In revisiting “West Side Story,” which was recently re-released in the Blu-ray and DVD formats, it becomes obvious that there actually two films intertwined within the 1961 production: an extraordinary song and dance experience laced within a quotidian dramatic tale.

The good news is that Jerome Robbins’ innovative choreography and the Leonard Bernstein-Stephen Sondheim compelling score are still among the most astonishing artistic creations captured on film. From the jolting opening ballet amid the playgrounds and gutters of Manhattan’s less desirable neighborhoods through the electrifying “America” sequence (with different and much harsher lyrics than the stage version) to the simmering revenge chant “Cool,” “West Side Story” is blessed with some of the cinema’s finest musical achievements.
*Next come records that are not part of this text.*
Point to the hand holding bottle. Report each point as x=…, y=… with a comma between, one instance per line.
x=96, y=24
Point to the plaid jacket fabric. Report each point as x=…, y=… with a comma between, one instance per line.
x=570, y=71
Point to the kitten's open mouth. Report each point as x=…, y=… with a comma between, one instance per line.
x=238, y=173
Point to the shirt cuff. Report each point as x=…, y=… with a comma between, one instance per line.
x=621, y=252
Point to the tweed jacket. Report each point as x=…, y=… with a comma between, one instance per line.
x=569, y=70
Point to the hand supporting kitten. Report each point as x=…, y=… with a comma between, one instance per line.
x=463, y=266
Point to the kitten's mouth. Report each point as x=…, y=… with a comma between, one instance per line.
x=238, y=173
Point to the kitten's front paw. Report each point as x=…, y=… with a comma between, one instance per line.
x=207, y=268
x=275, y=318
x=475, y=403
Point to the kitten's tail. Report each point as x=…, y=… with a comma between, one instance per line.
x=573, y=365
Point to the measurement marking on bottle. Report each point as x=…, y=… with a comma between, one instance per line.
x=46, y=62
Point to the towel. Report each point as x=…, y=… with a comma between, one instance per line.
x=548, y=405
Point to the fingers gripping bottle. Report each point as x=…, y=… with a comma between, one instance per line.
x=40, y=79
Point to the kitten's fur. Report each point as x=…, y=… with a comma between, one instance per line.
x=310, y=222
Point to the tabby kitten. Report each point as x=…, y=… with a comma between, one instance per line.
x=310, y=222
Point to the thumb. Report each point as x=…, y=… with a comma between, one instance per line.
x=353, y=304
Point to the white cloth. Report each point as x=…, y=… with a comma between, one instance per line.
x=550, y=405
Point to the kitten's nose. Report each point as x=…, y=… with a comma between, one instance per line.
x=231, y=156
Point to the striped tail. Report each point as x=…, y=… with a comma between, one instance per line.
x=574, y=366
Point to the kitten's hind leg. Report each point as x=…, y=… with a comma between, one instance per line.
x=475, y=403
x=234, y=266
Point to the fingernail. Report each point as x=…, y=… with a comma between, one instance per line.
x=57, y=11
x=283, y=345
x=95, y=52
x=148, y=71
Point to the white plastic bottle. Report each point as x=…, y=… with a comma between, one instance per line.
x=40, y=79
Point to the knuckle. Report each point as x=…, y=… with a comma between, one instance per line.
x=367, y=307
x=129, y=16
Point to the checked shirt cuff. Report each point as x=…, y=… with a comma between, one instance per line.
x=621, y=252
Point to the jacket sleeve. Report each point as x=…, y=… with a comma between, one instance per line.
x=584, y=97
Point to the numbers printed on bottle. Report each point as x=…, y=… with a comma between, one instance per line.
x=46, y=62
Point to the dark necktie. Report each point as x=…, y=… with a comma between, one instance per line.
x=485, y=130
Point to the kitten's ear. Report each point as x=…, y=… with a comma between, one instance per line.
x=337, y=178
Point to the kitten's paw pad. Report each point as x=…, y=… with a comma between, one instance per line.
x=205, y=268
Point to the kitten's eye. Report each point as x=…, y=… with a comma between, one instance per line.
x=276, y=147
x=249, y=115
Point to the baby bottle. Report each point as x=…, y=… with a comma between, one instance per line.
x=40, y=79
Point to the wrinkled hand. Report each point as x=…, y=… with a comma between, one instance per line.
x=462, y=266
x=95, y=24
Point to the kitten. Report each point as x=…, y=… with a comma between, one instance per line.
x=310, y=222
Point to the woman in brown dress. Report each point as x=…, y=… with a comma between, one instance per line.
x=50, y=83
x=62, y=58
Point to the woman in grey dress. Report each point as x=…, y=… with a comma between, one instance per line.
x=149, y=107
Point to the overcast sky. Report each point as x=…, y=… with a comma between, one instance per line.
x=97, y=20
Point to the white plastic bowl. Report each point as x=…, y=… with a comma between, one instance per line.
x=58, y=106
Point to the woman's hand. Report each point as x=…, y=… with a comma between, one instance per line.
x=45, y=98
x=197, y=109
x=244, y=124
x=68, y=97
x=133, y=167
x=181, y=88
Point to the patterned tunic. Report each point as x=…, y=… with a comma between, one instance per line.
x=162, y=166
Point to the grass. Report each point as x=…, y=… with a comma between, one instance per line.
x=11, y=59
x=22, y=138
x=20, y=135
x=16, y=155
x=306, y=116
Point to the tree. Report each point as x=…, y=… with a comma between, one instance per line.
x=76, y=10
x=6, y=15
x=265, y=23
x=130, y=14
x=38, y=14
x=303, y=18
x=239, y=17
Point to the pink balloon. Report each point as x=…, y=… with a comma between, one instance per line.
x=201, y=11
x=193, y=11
But things become very different when the singing and dancing stops and the Romeo-and-Juliet love story takes over. A number of critics back in 1961 charitably commented that the plot was more than a little creaky – and by contemporary standards, it is so corny that one could probably fill an ethanol refinery by squeezing the screenplay dry.

The casting of the young lovers complicates matters further. Natalie Wood, carrying a light coat of greasepaint and a heavy Lupe Velez accent, is no one’s idea of a naive Puerto Rican immigrant finding love for the first time, while Richard Beymer is conspicuously lacking in charisma and star power – which may explain why his career petered out shortly after the film’s original release. (His casting only happened because original choices Elvis Presley and Bobby Darin were unavailable.) The well-publicized fact that neither star did their own singing makes their duets slightly ridiculous – what was the point of creating a musical if both of the leads needed to have their songs dubbed? One of the great casting mistakes was not allowing Carol Lawrence and Larry Kert to recreate their Broadway roles as Maria and Tony for the film.

But this is not to say that the film is lacking in merits. George Chakiris and Rita Moreno, in their Oscar-winning supporting performances as the Sharks’ Bernardo and Anita, help to give the film an electric jolt that Wood and Beymer never generate, while Russ Tamblyn struck a career peak as the doomed Jets gang leader. Daniel L. Fapp’s cinematography and Thomas Stanford’s editing give the film a distinctively edgy visual style that was much more kinetic than the approach used on other musicals of that distant era.

My one regret is that I never saw this film on the big screen – this production was clearly intended to tower over an audience. But in the absence of a big screen theatrical re-release, this new home entertainment offering is a great treat for the film’s many fans.